Adaptive robotic nervous systems and control circuits therefor

1. A sequencing circuit for controlling the motion of a mechanical limb actuated by at least servo motor, comprising a plurality of pulse delay circuits connected in series, in which each pulse delay circuit comprises

an inverter for inverting an electrical pulse, the output of which is connected to a capacitor, the input of the next pulse delay circuit in the series being connected to the other side of the capacitor, and

voltage threshold means for delaying the operation of the inverter until the capacitor has reached a predetermined charge.

2. The sequencing circuit of claim 1 in which the voltage threshold means is a Schmitt trigger.

3. The sequencing circuit of claim 1 including biasing means for selectively altering the charge rate of the capacitor to change the duration of the pulse delay.

4. The sequencing circuit of claim 2 in which the resistor has a resistance in the range of 5 m.OMEGA. to 10 M.OMEGA. and the capacitor has a capacitance approximating 0.1 .mu.F.

5. The sequencing circuit of claim 1 in which the inverter and the voltage threshold means comprise a hex Schmitt trigger inverter.

6. The sequencing circuit of claim 1 in which the pulse delay circuits are connected to form a closed loop.

7. The sequencing circuit of claim 1 in which some pulse delay circuits are connected to form a closed loop.

8. The sequencing circuit of claim 7 in which some pulse delay circuits are connected to form a chain.

9. The sequencing circuit of claim 8 in which the chain of pulse delay circuits includes a proximal pulse delay circuit, the input of which is connected to the output of one of the pulse delay circuits in the loop.

10. An autonomous device having at least one mechanical limb, comprising

at least one servo motor attached to the limb to actuate motion thereof,

a central sequencing loop comprising a plurality of pulse delay circuits connected in series to form a closed loop, and

a limb control circuit comprising a chain of pulse delay circuits, the limb control circuit having a proximal pulse delay circuit, and

an electrical power source for creating a source potential,

whereby the input of the proximal pulse delay circuit in the limb control circuit is connected to an output of a pulse delay circuit in the central sequencing loop, such that a pulse propagating around the central sequencing loop periodically initiates activation of the proximal pulse delay circuit in the limb control circuit.

11. The device of claim 10 wherein each pulse delay circuit comprises an inverter having a voltage threshold connected in series to a capacitor, the input of the inverter being referenced to ground or to the source potential through a resistor.

12. The device of claim 10 including a pulse neutralizing circuit for retaining the capacitors in the central sequencing loop in a charged condition, the output of which is connected to the input of a pulse delay circuit in the central sequencing loop.

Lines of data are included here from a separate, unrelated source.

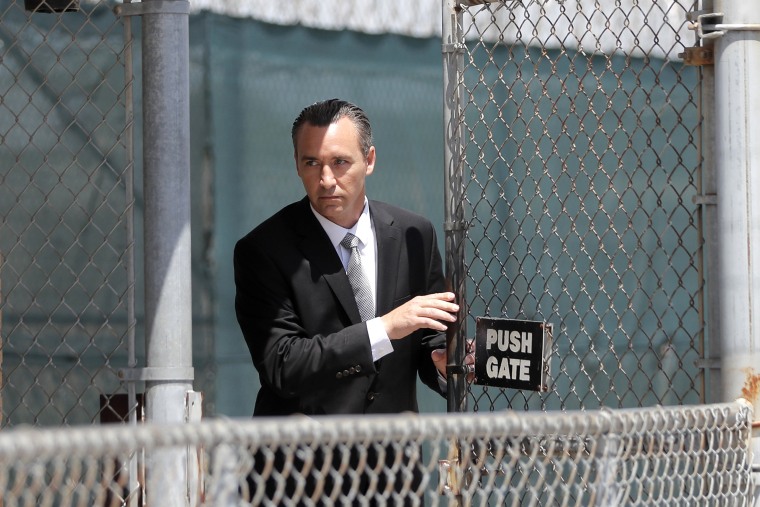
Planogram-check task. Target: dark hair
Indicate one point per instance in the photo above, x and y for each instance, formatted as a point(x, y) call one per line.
point(327, 112)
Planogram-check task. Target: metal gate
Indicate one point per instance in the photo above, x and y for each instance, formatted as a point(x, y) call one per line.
point(572, 162)
point(66, 200)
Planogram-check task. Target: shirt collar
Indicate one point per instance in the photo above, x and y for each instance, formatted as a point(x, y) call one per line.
point(362, 229)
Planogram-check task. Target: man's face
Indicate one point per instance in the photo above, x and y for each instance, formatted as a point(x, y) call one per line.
point(333, 169)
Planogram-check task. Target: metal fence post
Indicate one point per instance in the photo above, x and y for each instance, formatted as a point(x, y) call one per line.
point(168, 302)
point(454, 220)
point(736, 29)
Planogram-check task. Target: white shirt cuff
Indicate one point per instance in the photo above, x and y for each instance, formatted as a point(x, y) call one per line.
point(378, 339)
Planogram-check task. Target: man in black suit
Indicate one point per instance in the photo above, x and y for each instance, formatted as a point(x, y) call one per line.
point(294, 302)
point(301, 320)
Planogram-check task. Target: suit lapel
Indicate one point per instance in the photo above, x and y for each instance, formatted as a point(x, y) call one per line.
point(316, 247)
point(388, 239)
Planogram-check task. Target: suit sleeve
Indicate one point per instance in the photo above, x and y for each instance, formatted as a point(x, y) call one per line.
point(432, 339)
point(268, 302)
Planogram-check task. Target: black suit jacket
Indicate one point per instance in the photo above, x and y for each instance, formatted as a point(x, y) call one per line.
point(300, 321)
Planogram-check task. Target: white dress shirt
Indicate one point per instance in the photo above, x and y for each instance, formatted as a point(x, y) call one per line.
point(364, 230)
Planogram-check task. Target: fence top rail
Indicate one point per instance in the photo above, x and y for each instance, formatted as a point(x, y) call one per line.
point(39, 443)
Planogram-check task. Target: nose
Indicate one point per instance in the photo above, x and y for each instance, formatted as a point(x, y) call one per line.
point(327, 178)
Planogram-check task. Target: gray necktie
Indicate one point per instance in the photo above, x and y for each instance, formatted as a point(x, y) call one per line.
point(362, 290)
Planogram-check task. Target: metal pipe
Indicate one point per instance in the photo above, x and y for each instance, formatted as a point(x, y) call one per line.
point(737, 160)
point(166, 186)
point(454, 221)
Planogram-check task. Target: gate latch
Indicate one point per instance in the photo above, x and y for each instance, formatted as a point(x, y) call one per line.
point(448, 476)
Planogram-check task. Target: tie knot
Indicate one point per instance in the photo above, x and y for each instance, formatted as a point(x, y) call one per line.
point(349, 241)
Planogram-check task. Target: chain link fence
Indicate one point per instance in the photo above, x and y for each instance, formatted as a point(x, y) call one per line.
point(576, 163)
point(65, 213)
point(655, 456)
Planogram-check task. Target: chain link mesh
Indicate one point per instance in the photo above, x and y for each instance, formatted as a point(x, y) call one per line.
point(673, 456)
point(580, 160)
point(63, 212)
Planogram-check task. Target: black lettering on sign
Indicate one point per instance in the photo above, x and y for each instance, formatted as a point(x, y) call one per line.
point(509, 353)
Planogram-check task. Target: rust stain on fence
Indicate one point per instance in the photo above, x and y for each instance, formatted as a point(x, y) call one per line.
point(751, 388)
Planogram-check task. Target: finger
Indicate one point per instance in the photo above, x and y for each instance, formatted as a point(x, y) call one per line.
point(442, 296)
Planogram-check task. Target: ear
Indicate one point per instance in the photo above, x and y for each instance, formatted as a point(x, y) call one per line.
point(370, 159)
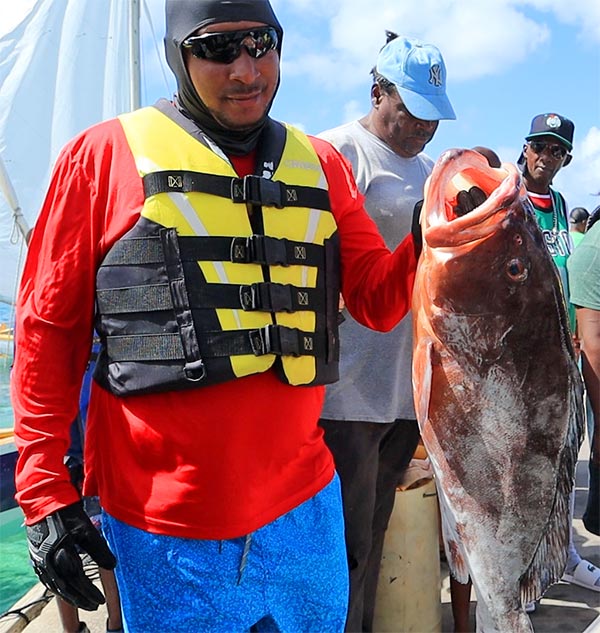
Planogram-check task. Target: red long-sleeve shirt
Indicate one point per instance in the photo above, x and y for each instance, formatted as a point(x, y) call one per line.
point(214, 462)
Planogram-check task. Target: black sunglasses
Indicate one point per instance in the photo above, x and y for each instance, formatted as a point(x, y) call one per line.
point(227, 46)
point(556, 151)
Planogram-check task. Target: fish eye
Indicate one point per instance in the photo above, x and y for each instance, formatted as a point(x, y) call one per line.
point(516, 270)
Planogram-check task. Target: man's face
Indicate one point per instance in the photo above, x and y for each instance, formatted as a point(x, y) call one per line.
point(404, 133)
point(236, 94)
point(544, 155)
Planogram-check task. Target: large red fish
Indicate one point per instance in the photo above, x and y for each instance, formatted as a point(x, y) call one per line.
point(497, 390)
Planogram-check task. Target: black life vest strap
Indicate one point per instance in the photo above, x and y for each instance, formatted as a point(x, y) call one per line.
point(270, 339)
point(250, 189)
point(255, 249)
point(264, 296)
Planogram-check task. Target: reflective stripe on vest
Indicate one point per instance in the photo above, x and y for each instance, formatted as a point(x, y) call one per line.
point(192, 296)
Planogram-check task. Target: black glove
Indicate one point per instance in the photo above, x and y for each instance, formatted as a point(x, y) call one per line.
point(53, 550)
point(415, 228)
point(469, 200)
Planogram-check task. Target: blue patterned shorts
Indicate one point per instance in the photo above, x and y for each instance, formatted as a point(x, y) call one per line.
point(290, 575)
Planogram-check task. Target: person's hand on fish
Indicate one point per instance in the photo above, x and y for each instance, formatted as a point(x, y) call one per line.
point(469, 200)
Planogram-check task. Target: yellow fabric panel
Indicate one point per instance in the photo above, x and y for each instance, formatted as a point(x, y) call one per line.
point(203, 214)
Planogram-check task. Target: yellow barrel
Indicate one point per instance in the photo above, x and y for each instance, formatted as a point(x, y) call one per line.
point(409, 590)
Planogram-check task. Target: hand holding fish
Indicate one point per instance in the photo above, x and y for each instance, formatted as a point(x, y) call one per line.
point(497, 390)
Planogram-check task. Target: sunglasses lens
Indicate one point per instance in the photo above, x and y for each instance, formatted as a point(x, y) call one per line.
point(226, 47)
point(556, 151)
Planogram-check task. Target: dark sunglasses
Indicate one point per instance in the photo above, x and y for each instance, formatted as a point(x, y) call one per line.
point(227, 46)
point(556, 151)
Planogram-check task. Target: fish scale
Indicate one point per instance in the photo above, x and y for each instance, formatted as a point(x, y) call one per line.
point(498, 394)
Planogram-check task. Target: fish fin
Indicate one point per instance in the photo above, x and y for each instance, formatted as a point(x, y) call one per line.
point(455, 553)
point(549, 560)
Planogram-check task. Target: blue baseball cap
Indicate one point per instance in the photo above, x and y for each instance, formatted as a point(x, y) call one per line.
point(418, 72)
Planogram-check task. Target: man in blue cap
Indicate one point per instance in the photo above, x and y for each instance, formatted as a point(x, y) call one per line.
point(369, 417)
point(207, 243)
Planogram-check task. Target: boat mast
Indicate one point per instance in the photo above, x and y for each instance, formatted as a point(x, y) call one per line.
point(134, 53)
point(8, 192)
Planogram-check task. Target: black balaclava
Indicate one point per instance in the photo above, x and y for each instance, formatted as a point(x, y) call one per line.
point(185, 17)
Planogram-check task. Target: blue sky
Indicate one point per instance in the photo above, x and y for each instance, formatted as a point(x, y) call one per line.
point(507, 61)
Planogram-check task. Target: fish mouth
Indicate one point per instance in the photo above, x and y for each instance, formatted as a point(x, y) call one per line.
point(458, 170)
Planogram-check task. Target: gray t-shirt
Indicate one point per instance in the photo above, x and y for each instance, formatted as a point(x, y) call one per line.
point(376, 368)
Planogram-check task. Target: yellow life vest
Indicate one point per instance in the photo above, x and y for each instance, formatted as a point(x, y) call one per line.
point(221, 277)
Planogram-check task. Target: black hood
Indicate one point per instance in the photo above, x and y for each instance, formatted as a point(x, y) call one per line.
point(184, 17)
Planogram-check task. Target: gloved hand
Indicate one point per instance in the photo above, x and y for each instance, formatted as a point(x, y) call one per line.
point(469, 200)
point(53, 552)
point(415, 228)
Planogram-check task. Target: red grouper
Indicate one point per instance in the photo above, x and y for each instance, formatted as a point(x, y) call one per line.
point(497, 390)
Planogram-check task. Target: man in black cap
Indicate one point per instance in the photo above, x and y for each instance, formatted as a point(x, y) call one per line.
point(207, 244)
point(546, 151)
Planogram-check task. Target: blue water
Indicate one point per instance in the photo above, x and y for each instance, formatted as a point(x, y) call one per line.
point(6, 354)
point(16, 574)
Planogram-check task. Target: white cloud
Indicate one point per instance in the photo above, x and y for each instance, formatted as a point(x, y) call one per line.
point(353, 110)
point(460, 28)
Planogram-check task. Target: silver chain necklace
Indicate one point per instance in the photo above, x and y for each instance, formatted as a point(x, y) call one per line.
point(554, 232)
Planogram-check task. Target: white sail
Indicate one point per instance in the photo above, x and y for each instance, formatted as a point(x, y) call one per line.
point(64, 65)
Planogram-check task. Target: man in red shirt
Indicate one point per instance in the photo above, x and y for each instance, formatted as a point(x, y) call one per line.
point(207, 245)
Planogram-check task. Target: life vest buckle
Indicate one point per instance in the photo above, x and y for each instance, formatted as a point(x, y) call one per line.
point(266, 296)
point(275, 339)
point(259, 191)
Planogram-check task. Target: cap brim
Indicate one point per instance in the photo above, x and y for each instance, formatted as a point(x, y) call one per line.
point(427, 107)
point(566, 143)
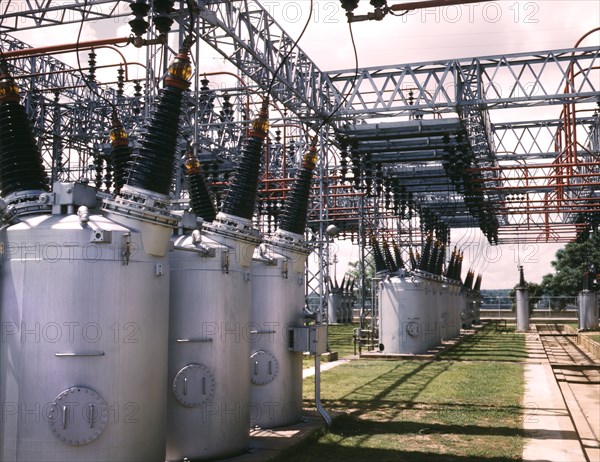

13. The device of claim 11 including a pulse neutralizing circuit for retaining the capacitors in the central sequencing loop in a charged condition, the output of which is connected to the input of a pulse delay circuit in the central sequencing loop.

14. The device of claim 12 in which the pulse neutralizing circuit comprises

an inverter for inverting an electrical pulse, the output of which is connected to a resistor,

the input of the inverter being referenced to ground or to a source potential through a capacitor, and

voltage threshold means for delaying the operation of the inverter until the capacitor has reached a predetermined charge.

15. A walking device including a plurality of limbs actuated by servo motors, having

a central sequencing loop comprising a plurality of pulse delay circuits connected in series to form a closed loop,

each servo motor being connected to a chain of pulse delay circuits connected in series and having a proximal pulse delay circuit the input of which is connected to the output of one of the pulse delay circuits in the central sequencing loop, and

means for connecting a power source to the pulse delay circuits.

16. The walking device of claim 15 in which the power source is a DC power source and the pulse delay circuits each comprise an inverter having a voltage threshold connected in series to a capacitor the other side of which capacitor is referenced to source potential or to ground through a resistor.

17. The walking device of claim 16 in which the inverter is a hex Schmitt trigger inverter.

18. The walking device of claim 17 further including a pulse neutralizing circuit comprising an inverter with a voltage threshold connected in series with a resistor the other side of which is referenced to source potential or to ground through a capacitor.

19. The walking device of claim 17 in which the resistor has a resistance in the range of 5 M.OMEGA. to 10 M.OMEGA. and the capacitor has a capacitance approximating 0.1 .mu.F.